There is the option of increasing the risk within the
portfolio further with the possibility of a higher return. This also comes with
an increased possibility of loss. The more risk within our portfolio the more
flexible and accepting we have to be of when we cash in our investment. If we
are solely focused on investing to beat our mortgage interest rate, we need to
be aware of what we can control and what we can’t control. If we do invest, what
happens if we need the money before the mortgage term is over? Are there exit
penalties? Will the market be down? We are at the mercy of investment markets at the time. Investing is discussed
in detail in Series 1 Episode 8 of the podcast.
Paying Off the Mortgage
Our mortgage repayment is likely to be one of our biggest ongoing expenses. I believe we become accustomed to our mortgage obligation over time and don’t fully appreciate the subconscious security, peace of mind and comfort of owning our own home debt free. Not to mention no longer having that monthly mortgage payment. The emotional and mental wellbeing of knowing we own our own home free of debt is a major milestone in life. A mortgage free property can become collateral against future borrowings, if required. It can also provide a passive income. Property as an asset class appreciates long term and is good protection against inflation. Debt is discussed in Series 1 Episode 5 of the podcast.
Time & Cost
Time is our most valuable asset and more specifically time we are fit and healthy. Our ability to choose what we do with our time is the ultimate freedom. Paying off the mortgage saves us paying interest. For example, €200,000 at 2.5% over 20 years costs us €54,353 in interest. Using our per hour after tax income, how many years will we need to work to pay for the interest alone? Not only that how much more could we enjoy our lives by saving or spending what used to be our mortgage payment?

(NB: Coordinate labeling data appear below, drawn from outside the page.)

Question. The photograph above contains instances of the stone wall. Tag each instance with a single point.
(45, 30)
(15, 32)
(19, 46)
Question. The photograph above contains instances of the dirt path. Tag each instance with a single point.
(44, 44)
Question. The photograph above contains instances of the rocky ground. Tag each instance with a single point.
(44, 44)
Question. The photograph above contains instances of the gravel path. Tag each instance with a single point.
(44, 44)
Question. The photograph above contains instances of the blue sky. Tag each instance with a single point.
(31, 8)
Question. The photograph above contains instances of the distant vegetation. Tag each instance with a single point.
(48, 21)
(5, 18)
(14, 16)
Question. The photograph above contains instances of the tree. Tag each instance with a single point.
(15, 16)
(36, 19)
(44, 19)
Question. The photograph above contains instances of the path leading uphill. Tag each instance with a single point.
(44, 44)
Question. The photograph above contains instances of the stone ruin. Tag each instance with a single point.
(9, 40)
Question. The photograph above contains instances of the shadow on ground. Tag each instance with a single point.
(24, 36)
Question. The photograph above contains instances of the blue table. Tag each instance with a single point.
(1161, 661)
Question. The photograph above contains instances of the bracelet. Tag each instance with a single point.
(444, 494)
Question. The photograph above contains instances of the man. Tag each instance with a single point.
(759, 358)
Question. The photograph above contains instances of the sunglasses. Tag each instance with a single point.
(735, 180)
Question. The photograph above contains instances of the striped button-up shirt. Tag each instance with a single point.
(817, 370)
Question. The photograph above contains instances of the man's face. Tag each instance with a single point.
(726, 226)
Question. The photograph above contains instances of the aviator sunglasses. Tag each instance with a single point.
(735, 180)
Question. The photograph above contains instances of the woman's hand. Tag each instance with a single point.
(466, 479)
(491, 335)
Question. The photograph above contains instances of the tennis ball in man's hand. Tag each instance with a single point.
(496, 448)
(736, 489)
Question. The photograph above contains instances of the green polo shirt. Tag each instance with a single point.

It’s impossible to know where interest rates will go ahead of time but part of the attraction of paying off the mortgage is to minimize interest rate risk. If interest rates rise, we will pay more for our mortgage. Interest rates have been at historical lows for the last decade. Regardless of fixed or variable interest rates, if inflation begins to rise interest rate rises usually follow. If we pay off the mortgage our interest rate saving is guaranteed. Regardless of what happens we will always need a place to live, it is a basic need. If we do pay off the mortgage but it isn’t the entire outstanding balance, be sure to reduce the repayment and not shorten the term to maintain maximum flexibility.
There are a number of variables at play when contemplating which option is best and therefore it will depend on your specific circumstances and appetite for risk.
In my opinion, investing to beat our mortgage interest rate isn’t a valid reason to invest. We wouldn’t borrow money to invest so why do it here? As outlined above there are a litany of hurdles to navigate and potential pitfalls outside of our control when it comes to pursuing an investment return in excess of our mortgage interest rate. It is possible to achieve an investment return that beats the return we would receive from paying off our mortgage, but I don’t believe it is probable. Many people can’t stomach the risk required to beat their mortgage interest rate. A lot needs to go right in the investment markets to obtain the required investment return within a ten-to-twenty-year time horizon. We can still roll the investment dice and hope it lands in our favour. I wish you the best of luck.
We can still choose to invest what would have been the monthly mortgage
repayment once the mortgage is paid off. Whether it makes mathematical sense or not, it's unlikely we will regret paying off our mortgage.